Good practice in shared decision-making and consent
Gosha Wojcik - SGSSS Intern
The Scottish Government's Health and Social Care Delivery Plan contains a commitment to reviewing the consent process for patients in Scotland with the General Medical Council and Academy of Medical Royal Colleges. This report supports that work, by setting out the findings of a review on the practice of consent and shared decision-making within NHS Scotland.
Although many examples of excellent practice exist across NHS Scotland, effective shared decision-making between clinicians and patients is not yet universally embedded. The current challenge is to devise effective ways for supporting cultural transformation, engaging the public and embedding best practice within mainstream clinical processes.
The project is underpinned by the recognition that people should be regularly involved in, and responsible for, their own health and wellbeing.
The lawfulness of patients' consent to medical treatment has been a consistent feature of clinical negligence cases. The 2017 Scottish Public Services Ombudsman (SPSO) report on Informed Consent, identified that inadequate medical consent was the most frequently recurring issue identified in its complaints investigations and recommendations to NHS Boards over the last 5 years.
The overarching aim of this research was to increase understanding of the current consent systems and processes within NHS Boards and explore the challenges the Boards are facing whilst preparing to adapt to future changes in the guidance.
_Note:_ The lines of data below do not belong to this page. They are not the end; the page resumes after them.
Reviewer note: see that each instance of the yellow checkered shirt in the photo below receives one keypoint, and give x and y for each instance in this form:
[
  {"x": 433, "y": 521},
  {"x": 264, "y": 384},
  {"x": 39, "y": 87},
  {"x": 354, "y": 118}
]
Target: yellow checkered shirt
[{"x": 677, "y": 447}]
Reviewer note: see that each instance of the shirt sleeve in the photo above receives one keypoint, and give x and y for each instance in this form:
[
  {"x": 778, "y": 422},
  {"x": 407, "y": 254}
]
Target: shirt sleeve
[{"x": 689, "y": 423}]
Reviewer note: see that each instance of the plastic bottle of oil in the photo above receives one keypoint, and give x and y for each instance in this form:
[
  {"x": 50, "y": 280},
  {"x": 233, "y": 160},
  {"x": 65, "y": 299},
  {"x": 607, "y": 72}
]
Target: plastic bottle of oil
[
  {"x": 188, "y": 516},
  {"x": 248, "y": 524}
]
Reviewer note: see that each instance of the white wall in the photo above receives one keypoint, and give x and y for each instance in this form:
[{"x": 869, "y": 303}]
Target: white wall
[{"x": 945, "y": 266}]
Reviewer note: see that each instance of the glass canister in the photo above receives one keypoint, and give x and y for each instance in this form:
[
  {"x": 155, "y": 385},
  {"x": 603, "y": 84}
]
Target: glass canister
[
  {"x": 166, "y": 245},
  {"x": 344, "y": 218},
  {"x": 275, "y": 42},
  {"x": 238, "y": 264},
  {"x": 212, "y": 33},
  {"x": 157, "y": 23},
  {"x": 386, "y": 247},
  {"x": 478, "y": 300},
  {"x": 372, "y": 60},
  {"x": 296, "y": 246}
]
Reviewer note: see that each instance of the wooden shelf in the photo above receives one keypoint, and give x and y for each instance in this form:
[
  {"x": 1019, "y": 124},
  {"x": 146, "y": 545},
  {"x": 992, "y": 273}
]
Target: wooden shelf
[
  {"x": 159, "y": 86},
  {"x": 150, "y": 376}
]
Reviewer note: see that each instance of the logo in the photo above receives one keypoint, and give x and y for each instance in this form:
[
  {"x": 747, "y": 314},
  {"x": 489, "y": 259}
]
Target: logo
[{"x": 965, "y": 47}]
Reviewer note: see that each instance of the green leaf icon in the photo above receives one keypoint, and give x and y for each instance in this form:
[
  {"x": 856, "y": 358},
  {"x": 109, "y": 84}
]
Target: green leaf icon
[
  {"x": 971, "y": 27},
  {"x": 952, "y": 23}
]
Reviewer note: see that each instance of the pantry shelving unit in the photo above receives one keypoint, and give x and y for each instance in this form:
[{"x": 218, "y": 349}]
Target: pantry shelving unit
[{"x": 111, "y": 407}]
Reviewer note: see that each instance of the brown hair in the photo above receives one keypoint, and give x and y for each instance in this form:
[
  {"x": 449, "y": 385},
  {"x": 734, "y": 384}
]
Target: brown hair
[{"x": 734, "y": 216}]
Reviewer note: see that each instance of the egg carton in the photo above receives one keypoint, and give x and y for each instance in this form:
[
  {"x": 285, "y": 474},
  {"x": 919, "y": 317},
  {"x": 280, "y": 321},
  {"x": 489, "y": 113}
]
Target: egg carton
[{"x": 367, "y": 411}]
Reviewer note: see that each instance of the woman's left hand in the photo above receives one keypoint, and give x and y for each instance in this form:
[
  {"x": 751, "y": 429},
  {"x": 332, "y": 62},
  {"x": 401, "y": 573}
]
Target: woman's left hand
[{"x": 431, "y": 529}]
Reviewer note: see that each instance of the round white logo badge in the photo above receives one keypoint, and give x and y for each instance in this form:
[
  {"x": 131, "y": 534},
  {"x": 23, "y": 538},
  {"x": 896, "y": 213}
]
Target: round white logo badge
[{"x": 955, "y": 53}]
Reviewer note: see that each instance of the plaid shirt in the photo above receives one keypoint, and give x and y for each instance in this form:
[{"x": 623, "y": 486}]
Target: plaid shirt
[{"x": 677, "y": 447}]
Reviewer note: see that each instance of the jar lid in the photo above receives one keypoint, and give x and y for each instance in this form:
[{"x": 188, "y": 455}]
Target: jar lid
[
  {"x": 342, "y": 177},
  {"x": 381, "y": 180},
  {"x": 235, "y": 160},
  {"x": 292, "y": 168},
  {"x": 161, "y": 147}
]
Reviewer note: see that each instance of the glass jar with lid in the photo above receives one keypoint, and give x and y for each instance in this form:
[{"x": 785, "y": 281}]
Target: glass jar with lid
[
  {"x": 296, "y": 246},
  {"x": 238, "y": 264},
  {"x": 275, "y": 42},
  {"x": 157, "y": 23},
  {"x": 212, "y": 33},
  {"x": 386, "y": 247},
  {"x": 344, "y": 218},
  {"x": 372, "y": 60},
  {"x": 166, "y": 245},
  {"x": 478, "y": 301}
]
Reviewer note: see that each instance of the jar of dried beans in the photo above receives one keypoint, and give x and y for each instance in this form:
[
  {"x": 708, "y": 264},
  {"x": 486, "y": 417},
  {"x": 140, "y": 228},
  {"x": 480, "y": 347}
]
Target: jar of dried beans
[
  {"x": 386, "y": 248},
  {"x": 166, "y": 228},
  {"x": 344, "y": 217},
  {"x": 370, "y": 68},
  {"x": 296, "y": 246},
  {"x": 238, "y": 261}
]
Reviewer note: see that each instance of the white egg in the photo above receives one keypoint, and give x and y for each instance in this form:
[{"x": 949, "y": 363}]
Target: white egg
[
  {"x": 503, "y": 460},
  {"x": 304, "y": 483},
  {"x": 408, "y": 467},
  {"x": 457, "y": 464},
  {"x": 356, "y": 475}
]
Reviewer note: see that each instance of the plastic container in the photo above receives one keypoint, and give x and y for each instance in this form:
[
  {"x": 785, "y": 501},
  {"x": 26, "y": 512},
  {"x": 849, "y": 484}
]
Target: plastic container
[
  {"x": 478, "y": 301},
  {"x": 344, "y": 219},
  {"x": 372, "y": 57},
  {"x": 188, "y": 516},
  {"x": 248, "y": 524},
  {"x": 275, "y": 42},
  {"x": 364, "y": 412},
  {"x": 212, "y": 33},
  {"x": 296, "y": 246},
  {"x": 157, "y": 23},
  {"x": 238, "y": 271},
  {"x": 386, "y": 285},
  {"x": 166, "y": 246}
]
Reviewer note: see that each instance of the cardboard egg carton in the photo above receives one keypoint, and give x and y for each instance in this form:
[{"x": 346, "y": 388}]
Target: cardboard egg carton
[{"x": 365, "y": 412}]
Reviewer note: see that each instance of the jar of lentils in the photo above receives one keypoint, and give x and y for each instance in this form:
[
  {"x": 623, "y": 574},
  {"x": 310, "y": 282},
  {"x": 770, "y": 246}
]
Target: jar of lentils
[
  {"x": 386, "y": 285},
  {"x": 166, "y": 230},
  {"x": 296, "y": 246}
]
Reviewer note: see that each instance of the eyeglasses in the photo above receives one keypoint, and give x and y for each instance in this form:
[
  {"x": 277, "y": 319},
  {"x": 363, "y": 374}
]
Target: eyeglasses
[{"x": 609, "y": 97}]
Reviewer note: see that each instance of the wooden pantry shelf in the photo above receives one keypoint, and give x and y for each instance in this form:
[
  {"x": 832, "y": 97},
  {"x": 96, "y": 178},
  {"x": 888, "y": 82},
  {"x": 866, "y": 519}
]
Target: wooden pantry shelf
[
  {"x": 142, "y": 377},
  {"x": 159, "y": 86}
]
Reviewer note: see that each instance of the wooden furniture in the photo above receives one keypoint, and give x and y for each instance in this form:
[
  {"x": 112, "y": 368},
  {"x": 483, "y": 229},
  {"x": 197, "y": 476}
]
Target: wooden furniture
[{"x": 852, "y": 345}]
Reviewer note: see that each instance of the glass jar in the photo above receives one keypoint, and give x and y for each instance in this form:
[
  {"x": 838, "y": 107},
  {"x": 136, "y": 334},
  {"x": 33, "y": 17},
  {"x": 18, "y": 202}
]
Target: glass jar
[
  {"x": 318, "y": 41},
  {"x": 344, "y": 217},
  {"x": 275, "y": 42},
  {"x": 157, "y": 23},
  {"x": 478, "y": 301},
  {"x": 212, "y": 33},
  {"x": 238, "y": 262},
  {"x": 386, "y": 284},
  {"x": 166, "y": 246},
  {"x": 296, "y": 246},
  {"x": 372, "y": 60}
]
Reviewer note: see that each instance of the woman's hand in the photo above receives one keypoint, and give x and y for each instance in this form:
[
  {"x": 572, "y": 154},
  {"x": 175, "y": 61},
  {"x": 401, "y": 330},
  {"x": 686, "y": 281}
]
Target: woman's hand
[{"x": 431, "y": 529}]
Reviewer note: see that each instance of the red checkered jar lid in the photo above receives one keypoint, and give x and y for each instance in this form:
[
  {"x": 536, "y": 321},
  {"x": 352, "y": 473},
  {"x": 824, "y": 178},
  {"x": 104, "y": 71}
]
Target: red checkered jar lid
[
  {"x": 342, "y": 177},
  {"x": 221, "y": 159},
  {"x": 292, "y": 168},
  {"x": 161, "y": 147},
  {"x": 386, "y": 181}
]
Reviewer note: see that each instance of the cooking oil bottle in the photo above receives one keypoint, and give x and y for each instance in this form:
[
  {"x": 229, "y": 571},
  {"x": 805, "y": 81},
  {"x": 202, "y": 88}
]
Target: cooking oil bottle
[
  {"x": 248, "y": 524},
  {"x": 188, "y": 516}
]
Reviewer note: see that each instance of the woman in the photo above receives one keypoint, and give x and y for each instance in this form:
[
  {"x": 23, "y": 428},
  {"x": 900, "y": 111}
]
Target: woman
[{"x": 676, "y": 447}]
More specifically:
- To establish whether the current consent process forms part of a wider culture of person-centred care and supported decision-making with patients;
- To identify how existing processes and tools support good practice (or not);
- To identify support needs at an individual and organisational level;
- To identify examples of good practice that could be shared across NHS Scotland;
- To provide recommendations for future improvement.
This project was conducted using a sequential mixed-methods exploratory design. It consisted of 3 phases:
1. A literature review on current policy and guidance;
2. A group consultation with the Person-Centred Stakeholder Group, comprising of eight participants;
3. An online survey for NHS Scotland Health Board Medical Directors and Clinical Governance leads, followed by face-to-face and telephone interviews with respondents who agreed to be contacted for further information.
The project has undergone an internal ethical assessment process.
The findings describe a common recognition amongst most participants in this research that all healthcare professionals should adopt a personalised and individualised approach within their practice. The need to provide patients with context-specific information was seen as a priority. Whilst the Person-Centred Stakeholder Group recognised the challenges that healthcare professionals face in their everyday practice, they were also concerned that patients are not given adequate time to fully understand, digest and reflect upon the information about their care and treatment. They also questioned the implications of declining or changing their mind about the treatment options without any judgement or repercussions. Their view was that, in order to enable true shared decision-making, patients need to be actively encouraged to ask questions about their care and feel able to discuss the options.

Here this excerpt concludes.